Unlike MVC (web pages), simple parameters types will not, by default, bind from the post body but instead from the URI. So, with your code as-is you would need to pass the name and email parameters in the query string or as route parameters.

However this can easily be solved by creating a model type (in MVC vernacular) and using that for the method parameters. In fact you can then use it for both (in the case that you've given), if you then use [FromUri] on the get method:

public class SomeParams {
  public string name { get; set; }
  public string email { get; set; }
}

//now an alternative way to write the Get method
public MyResult Get([FromUri] SomeParams p){
  //members are bound from the query string (more like MVC traditional binding)
  //note - as in MVC, SomeParams will need a default constructor for this to work.
}

public PostResult Post(SomeParams p){
  //'p' is bound from your JSON (assuming correct format)
  //because 'complex' types are deserialized using formatters
  //only one object can be read from the body with a formatter in Web API
  //as the request body is not buffered; unlike MVC.
}

I've stuck in return types for the methods just because they would need to return something!

I really do recommend reading through Mike Stall's article that I link to above (and many of his others).

It's tempting to assume that the Web API, because it shares the same paradigms and even class names of MVC, is actually the same as MVC - but it's not.
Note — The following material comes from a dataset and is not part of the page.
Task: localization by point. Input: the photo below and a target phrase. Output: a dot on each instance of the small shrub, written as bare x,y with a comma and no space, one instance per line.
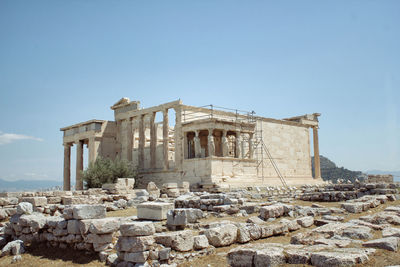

I wondered initially why this was the case (as I've written a lot of REST services on top of MVC myself and found it to be pretty darn cool, once you've written a few utility classes and base-class enhancements), but they've taken a proper look at the challenges of writing a web API and I think are probably right to have made the changes in approach that they have.

However, it does mean that we have to take a few things we might now take for granted and re-learn them for the Web API.